Samantha Faucheur, Psychologue.

Les jeunes atteints d'un cancer et leur famille sont des enfants, des adolescents, des parents soumis du fait de la maladie, des traitements et de leurs conséquences, à des stress élevés, répétés et durables.
Ils sont amenés à faire face à des situations pour lesquelles ils n'étaient pas du tout préparés.
Ces situations mettent leurs capacités psychiques à l'épreuve.

Trouver sa place dans la famille, l'école, puis dans la société peut devenir difficile pour le frère ou la soeur d'un enfant malade.
Il ne lui est pas toujours aisé de faire comme si tout est normal et de vivre comme les autres alors qu'est vécue une situation exceptionnelle.
La rupture introduite dans la continuité d'existence du malade et de ses proches, naît de toute une série de pertes réelles et symboliques.
Elle est source d'une inévitable souffrance.

Insidieusement, la famille a tendance à se refermer sur elle-même et à se replier sur sa peine.
Un isolement peut être la résultante de facteurs variés :
- Abandon ou oubli familial,
- Difficultés organisationnelles,
- Troubles dépressifs vrais et méconnus,
- L'autre est considéré comme ne pouvant pas comprendre.
- L'enfant est acculé à cet isolement.
- Il a souvent du mal à parler de ce qu'il ressent.

Il ne peut que constater les changements d'humeur de ses proches, devenus plus tristes, plus irritables. Il perçoit également leur mobilisation de tous les instants, leurs inquiétudes, leurs silences.
C'est pourquoi il peut craindre, s'il donne libre court à ses émotions douloureuses, que sa propre peine n'augmente celle de ses parents.
La vie quotidienne subit donc des modifications importantes.
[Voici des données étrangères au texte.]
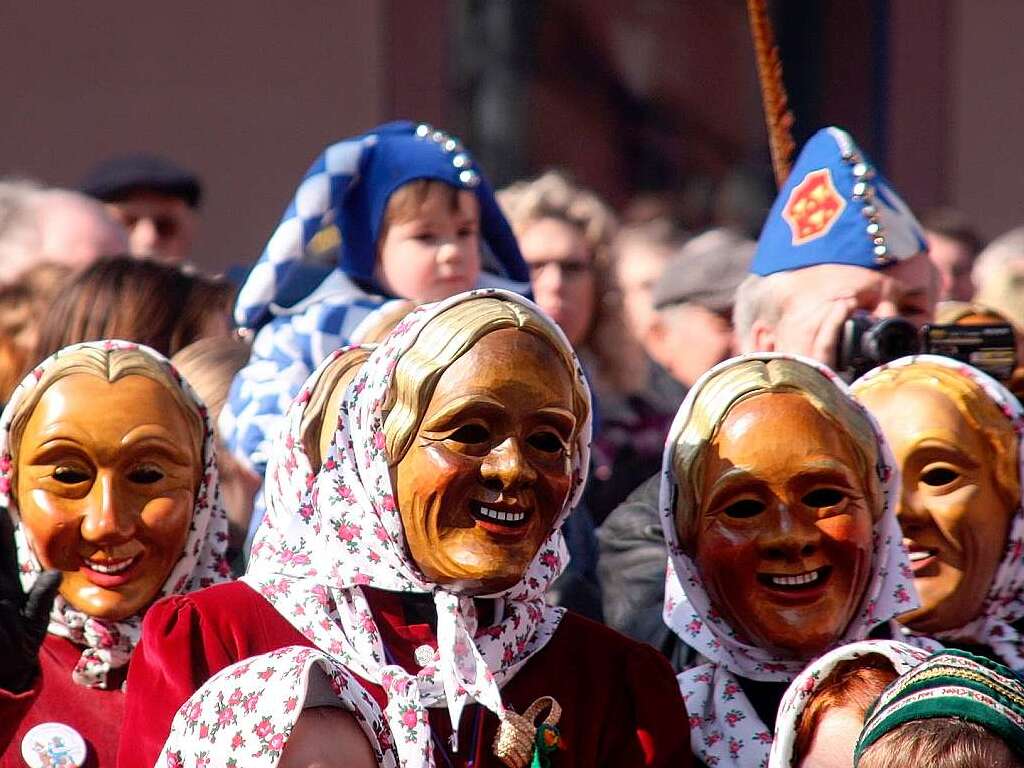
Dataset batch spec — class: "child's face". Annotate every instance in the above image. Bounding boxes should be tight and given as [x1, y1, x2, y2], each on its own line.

Dans la mesure du possible, les parents doivent maintenir un environnement stable pour limiter les pertes supplémentaires à celles déjà vécues.
Vis à vis de son frère ou de sa soeur, il est épargné par la maladie et ses contraintes directes.
Mais il peut se sentir exclu ou mal aimé, car le jeune patient semble drainer l'attention et une grande partie du temps de ses parents.
Ce désarroi est rarement détecté par les membres de sa famille, eux-mêmes aux prises avec leurs propres souffrances et la nécessité de poursuivre certaines activités habituelles.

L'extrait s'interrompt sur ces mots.